I totally agree with you.:hug2:

Deb
22-06-2009, 10:01 AM
My family were never an affectionate, close family. My Mam moved in with my Nanna to take care of your when she got Alzheimers, but I never saw her hug her. When Nanna got to bad she was moved to a care home for a while. At this point she could really do nothing for herself, or speak, and it used to really upset me particularly to see the staff who were supposed to be feeding her leave a plate of food in front of her, and take it away because she hadn't touched it, despite knowing she couldn't hold a knife or fork, or didn't know what food was anymore. But I digress.

There was a particular time we went to visit her when we knew she was getting very bad, and my Mam and Sister sat on chairs around the room whilst Nanna was in a wheelchair in the centre. I went to hold her hand, and then I just started stroking her head, running my fingers through her hair, and touching the skin on her face. Immediately she smiled - the first one since we could remember, a great big serene smile and laid her deliberately head against me as I did it. It amazed me that my family could see her response yet didn't feel comfortable touching her themselves. It's not that they're cold people you understand, it just wasn't the done thing in our family. I realised that it must have been such a long time since someone touched her in a tender loving way, rather than just to be functional, and goodness, don't we all need that?

Whe she was very ill and taken into hospital the next week we went to see her. She was asleep and had her eyes closed, and I was holding her hand. Suddenly her eyes opened, she looked me straight in the eyes, and with perfect lucidity (it seemed to me) said "Deborah". She hadn't been able to remember anyone's name for years, and I do feel that the simple connection the week before had helped.

I too have read that poem before and it always reminds me of that, and the fact that inside an older person there is always the person they have been since they were born.

Tink
22-06-2009, 11:52 AM
She did know you. That isn't a statement of belief, it is a statement of fact and reality.

The brain in Alz. as it grows smaller and gaping "holes" are created does lose it's functions in fairly predictable ways. You can see the progression of the disease, and you can learn interventions that are affective given the remaining working portions of the brain.

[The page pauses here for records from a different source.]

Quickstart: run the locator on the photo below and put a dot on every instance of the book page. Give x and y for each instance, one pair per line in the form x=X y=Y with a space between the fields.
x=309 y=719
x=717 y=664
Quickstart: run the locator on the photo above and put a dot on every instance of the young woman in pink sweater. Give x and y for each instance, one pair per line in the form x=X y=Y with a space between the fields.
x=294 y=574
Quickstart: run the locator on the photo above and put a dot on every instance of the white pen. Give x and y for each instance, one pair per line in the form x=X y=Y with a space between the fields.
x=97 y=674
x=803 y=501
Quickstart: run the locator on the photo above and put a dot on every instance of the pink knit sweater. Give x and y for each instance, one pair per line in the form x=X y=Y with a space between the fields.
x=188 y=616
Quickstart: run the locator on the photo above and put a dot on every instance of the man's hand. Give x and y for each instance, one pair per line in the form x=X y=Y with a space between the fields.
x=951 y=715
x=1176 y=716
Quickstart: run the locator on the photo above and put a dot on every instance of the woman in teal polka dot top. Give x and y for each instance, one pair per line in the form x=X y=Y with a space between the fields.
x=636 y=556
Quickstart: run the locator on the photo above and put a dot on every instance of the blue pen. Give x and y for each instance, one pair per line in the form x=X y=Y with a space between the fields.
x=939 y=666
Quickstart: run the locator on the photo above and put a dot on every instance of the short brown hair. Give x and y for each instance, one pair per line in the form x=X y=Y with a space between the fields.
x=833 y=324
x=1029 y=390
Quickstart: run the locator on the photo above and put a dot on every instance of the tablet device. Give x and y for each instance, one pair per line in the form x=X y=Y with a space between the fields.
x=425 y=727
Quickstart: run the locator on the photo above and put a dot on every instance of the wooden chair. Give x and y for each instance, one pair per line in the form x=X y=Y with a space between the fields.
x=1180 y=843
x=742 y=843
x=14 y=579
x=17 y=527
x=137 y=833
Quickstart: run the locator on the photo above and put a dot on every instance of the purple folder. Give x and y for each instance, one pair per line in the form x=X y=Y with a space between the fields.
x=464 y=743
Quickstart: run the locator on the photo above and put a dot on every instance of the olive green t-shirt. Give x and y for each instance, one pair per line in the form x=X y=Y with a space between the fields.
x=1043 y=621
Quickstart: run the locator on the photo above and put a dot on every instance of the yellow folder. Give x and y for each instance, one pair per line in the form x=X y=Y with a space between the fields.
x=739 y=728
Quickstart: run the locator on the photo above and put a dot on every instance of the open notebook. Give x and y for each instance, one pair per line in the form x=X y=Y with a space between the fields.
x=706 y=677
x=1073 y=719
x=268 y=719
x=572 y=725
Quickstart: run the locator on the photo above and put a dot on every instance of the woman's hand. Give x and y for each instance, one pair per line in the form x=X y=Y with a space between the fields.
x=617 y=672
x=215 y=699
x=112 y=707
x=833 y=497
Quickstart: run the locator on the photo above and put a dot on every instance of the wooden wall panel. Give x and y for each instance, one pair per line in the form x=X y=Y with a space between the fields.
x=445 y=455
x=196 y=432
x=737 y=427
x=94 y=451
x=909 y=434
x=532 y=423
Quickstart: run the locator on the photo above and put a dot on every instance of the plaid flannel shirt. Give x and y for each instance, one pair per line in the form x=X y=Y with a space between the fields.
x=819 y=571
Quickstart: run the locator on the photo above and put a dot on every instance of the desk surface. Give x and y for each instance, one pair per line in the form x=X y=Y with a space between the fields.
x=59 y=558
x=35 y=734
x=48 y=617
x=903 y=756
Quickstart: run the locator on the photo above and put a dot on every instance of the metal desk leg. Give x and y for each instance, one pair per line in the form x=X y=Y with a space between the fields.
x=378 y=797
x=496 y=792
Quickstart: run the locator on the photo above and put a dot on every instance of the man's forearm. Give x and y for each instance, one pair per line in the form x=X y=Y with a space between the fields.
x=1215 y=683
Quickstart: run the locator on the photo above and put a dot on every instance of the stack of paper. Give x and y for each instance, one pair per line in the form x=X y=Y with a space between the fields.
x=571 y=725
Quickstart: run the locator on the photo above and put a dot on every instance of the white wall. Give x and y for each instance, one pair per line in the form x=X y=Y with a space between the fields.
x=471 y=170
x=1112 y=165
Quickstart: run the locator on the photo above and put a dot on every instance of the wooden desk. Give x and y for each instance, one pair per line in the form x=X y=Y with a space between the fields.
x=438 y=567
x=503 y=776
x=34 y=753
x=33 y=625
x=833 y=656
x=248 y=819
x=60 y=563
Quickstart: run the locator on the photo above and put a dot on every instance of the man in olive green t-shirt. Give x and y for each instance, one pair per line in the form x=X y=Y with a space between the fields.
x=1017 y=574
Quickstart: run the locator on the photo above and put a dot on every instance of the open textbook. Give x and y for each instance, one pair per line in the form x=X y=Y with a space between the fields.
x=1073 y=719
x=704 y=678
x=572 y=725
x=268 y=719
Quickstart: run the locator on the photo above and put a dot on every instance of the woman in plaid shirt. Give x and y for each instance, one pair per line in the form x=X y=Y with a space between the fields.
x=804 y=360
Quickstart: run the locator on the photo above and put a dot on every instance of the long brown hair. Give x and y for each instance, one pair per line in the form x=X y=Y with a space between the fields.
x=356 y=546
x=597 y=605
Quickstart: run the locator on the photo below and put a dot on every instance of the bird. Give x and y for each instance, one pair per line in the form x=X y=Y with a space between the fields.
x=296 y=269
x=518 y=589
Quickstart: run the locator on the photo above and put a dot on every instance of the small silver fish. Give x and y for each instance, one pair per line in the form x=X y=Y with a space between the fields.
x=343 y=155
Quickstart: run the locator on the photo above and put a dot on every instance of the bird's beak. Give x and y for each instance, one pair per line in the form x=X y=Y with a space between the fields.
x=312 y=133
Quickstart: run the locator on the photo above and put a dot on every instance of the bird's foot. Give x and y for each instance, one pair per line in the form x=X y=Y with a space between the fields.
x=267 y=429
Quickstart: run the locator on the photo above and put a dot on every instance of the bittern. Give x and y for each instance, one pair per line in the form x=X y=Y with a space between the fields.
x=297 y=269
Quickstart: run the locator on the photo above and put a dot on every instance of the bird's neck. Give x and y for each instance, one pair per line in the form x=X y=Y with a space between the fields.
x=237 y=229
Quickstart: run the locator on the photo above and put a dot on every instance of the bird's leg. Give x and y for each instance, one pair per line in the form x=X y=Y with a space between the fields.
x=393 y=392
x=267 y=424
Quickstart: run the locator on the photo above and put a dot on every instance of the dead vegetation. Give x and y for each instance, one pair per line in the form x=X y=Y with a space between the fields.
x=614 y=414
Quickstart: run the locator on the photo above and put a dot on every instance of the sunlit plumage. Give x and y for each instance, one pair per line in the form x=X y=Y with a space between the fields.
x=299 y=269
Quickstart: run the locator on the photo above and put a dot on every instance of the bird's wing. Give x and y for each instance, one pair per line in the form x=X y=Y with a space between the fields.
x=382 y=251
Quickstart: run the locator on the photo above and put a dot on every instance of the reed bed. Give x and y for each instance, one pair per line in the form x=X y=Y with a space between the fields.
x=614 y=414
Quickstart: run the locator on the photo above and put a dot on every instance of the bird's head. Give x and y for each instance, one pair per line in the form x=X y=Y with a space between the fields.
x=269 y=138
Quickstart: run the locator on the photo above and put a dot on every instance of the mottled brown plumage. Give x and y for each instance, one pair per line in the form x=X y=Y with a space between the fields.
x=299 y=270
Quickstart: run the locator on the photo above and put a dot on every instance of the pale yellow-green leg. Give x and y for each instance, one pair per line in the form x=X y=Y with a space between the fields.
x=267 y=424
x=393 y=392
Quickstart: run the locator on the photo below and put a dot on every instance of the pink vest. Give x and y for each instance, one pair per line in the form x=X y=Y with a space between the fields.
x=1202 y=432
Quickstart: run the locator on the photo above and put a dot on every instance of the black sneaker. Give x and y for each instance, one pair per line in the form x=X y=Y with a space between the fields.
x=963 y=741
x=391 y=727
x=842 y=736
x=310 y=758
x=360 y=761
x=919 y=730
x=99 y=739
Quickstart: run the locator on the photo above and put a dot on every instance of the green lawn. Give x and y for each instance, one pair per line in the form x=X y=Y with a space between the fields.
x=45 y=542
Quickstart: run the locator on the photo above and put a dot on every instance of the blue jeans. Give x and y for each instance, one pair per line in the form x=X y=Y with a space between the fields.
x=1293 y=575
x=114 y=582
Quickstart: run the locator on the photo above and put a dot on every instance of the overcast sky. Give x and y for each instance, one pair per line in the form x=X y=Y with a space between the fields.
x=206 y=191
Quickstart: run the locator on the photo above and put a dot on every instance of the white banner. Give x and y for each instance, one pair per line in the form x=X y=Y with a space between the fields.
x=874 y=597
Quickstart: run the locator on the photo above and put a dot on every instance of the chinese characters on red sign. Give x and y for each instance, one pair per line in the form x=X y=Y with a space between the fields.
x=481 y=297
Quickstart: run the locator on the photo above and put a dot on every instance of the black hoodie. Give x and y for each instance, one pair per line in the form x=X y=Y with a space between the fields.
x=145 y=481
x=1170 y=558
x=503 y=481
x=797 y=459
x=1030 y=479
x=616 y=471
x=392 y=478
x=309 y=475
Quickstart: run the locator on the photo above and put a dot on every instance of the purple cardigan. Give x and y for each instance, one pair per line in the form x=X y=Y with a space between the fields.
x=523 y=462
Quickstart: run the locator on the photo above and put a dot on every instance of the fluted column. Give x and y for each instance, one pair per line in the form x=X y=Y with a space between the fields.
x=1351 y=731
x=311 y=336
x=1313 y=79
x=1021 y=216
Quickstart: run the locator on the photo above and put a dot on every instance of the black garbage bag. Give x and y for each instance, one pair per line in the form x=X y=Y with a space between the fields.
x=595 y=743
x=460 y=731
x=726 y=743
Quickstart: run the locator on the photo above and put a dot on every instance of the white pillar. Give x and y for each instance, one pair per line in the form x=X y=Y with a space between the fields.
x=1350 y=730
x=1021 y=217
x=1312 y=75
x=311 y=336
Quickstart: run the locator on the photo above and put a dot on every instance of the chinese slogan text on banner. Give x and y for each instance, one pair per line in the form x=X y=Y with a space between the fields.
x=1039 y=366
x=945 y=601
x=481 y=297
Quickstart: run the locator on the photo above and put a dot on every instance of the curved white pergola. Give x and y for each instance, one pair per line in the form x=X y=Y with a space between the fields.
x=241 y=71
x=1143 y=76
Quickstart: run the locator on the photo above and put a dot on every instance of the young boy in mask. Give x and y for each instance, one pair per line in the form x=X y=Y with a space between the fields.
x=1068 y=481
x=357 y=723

You did exactly the correct thing to form a connection with her, given what remained of her working brain and it was effective.

Caregivers who leave food in front of a person with this illness and walk away need to be fired on the spot (and yes, I have done so and will continue to do so when I see it). There is no excuse for that. It is clinical neglect and can be deemed clinical abuse in some cases.

Every single one of us is responsible for the way our elders are treated in society, hospitals, care facilities and private homes. Everyone. Not just the person doing the most difficult job in the world; providing that care.

I'm going to try very hard not to be too strident here, but as you all know very well, it is my passion.